Here are 5 health care law changes that will affect you today, and 3 health care law changes impacting your relationship with your insurance company:

Consumers can now:

1.  Receive cost-free preventative services.

“New” plans must cover preventative treatments such as costly vaccinations, colon-cancer screenings, diabetes tests, cholesterol tests, and flu shots.   For more detailed explanations of what qualifies as preventative services, go to www.healthcare.gov. (Note: when they refer to “new plan” they mean a plan you sign up for after Sept 22nd. Existing plans are exempt, but there are new limits on how much your costs can rise from now on.)

2.  Add or keep your children on your health insurance policy until they turn 26 years old.

Who knew the Feds would make it easier to “mooch” off your parents?  Children can live away from their parents, even be married (as long as you are under 26) and still be on your parents health plan.  But the child is not covered if their employer offers a health insurance plan that they would be covered under. There are a couple details with how to enroll, you can get those answers at www.healthcare.gov.

3.  Access out-of-network emergency room services.

In the past, some health plans would limit payment for emergency room services provided outside of a plan’s pre-selected network of emergency health care providers, or they would require that you get your plan’s prior approval for emergency care at hospitals outside of its networks. This could mean financial hardship if you get sick or injured while away from home. The new rules prevent health plans from requiring higher copayments or co-insurance) for out-of-network emergency room services. The new rules also prohibit health plans from requiring you to get prior approval before seeking emergency room services from a provider or hospital outside your plan’s network.

4. Choose the primary care doctor or pediatrician you want from your health plan’s provider network.

5. See an OB-GYN doctor without needing a referral from another doctor.

Insurance Companies Can No Longer:

1.  Deny Coverage to Kids With Pre-Existing Conditions.

This condition only applies for children under 19, AND doesn’t apply to individuals who may have been “grandfathered” into.   A grandfathered individual health insurance policy is a policy that you bought for yourself or your family (and is not a job-related health plan) on or before March 23, 2010 (the date that the new law was passed).

2.  Place a “lifetime” dollar limit on most benefits you receive.

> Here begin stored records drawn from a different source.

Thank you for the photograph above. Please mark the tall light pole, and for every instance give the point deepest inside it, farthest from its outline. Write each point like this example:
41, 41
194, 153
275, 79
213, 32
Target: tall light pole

The act also restricts and phases out the “annual” dollar limits a health plan can place on most of your benefits — and does away with these limits entirely in 2014.  Previously, insurance companies could put annual and/or lifetime limits of how much money could be spent on you in a particular year.  This is no longer the case.

3.  Refuse to evaluate any claim appeals the insurance company may have denied payment on previously.

If the insurance company reviews your claim and denies a second time, you have the right to have your claim reviewed by an independent reviewer who does not work for the insurance company. Again, go to www.healthcare.gov to better understand this provision.